Monsieur le Président, je suis heureuse de prendre la parole aujourd'hui à propos du projet de loi C-49, visant à modifier le nom et le mandat du Musée canadien des civilisations afin de constituer le Musée canadien de l'histoire.
Afin d'exprimer notre ferme opposition à ce projet de loi, j'aimerais d'abord rappeler que cette initiative fait partie d'un projet plus large des conservateurs visant à promouvoir certains symboles qui leur sont chers: la monarchie, les valeurs militaires, la célébration démesurée d'anciennes guerres et autres.

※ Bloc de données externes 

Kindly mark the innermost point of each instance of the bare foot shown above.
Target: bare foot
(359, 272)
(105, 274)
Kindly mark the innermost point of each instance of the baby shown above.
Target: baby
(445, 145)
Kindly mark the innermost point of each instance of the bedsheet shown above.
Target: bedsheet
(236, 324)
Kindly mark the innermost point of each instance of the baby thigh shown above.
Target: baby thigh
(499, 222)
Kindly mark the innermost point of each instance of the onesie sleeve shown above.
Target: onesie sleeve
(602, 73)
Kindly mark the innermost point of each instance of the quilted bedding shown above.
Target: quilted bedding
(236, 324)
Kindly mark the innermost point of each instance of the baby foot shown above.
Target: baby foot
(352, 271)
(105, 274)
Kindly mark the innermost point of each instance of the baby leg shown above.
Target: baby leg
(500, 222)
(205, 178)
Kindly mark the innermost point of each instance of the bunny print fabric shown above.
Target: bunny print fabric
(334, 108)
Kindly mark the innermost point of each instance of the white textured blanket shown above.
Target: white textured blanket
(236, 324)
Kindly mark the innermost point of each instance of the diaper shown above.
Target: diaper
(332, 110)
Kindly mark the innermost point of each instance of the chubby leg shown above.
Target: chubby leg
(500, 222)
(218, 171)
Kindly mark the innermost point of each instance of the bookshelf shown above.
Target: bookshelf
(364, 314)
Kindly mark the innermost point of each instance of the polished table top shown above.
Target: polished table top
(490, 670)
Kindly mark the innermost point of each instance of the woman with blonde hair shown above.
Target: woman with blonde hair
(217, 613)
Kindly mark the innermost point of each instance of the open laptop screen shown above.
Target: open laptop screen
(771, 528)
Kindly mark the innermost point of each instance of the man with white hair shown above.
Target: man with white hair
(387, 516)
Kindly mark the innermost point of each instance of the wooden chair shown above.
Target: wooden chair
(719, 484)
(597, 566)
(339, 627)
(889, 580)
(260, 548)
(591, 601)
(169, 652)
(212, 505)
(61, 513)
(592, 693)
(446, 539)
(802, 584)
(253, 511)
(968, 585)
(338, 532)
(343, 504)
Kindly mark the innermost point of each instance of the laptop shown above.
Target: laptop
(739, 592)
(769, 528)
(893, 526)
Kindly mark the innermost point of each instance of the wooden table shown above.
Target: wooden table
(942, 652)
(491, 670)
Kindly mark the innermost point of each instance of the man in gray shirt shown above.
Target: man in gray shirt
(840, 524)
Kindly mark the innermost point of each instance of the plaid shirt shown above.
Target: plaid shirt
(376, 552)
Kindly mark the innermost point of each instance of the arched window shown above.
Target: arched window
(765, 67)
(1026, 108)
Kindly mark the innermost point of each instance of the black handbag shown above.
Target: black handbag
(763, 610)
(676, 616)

Il faut noter aussi que leur version de l'histoire canadienne néglige l'histoire importante des femmes, des Premières Nations et d'autres histoires qui font partie aussi de notre histoire nationale.
En fait, nous assistons présentement à une stratégie délibérée de réécrire l'identité canadienne. En ce sens, je suis parfaitement d'accord avec l'Association canadienne des professeures et professeurs d'université qui estime que:
[...] [cette initiative] s’insère dans une tendance à redéfinir l’histoire à des fins politiques. [...] le gouvernement se sert de nouveau de l’histoire pour imposer son idéologie politique — en déterminant quels sont les éléments précis de notre passé qu’il est loisible de financer et de promouvoir. Il s’agit d’une utilisation parfaitement inappropriée de nos institutions culturelles nationales, qui devraient être soustraites à toute propagande politique et encadrées par de rigoureuses normes professionnelles. Notre passé n’a pas à devenir le joujou d’un parti politique.
Le premier directeur du Musée des civilisations, George MacDonald, a d'ailleurs vivement dénoncé le changement de nom et de mandat du musée. Pour lui, ça fait partie de l'exercice pour imposer l'image de marque conservatrice. Selon lui, dans la communauté muséale, personne ne parlait du besoin d'avoir un musée d'histoire plutôt que des civilisations.
De même, l'ancien président-directeur général du musée, Victor Rabinovitch, a déploré que le nom « Musée canadien des civilisations » soit abandonné. Selon lui, il s'agit de la marque ayant connu le plus de succès dans le domaine des musées canadiens. Il a dit que c'était une marque connue et respectée de par le monde. J'ajouterais qu'abandonner le nom de « Musée canadien des civilisations », c'est aussi ridicule que d'abandonner la marque de commerce « Radio-Canada ».
En plus de changer le nom du Musée canadien des civilisations, le projet de loi C-49 contient plusieurs amendements inquiétants à la mission de l'organisation. Par exemple, finie la vocation internationale du musée. Plutôt que d'oeuvrer dans l'ensemble du Canada et à l'étranger, il ne visera que les Canadiens, débarrassant ainsi le musée de son mandat de partager notre histoire avec le monde.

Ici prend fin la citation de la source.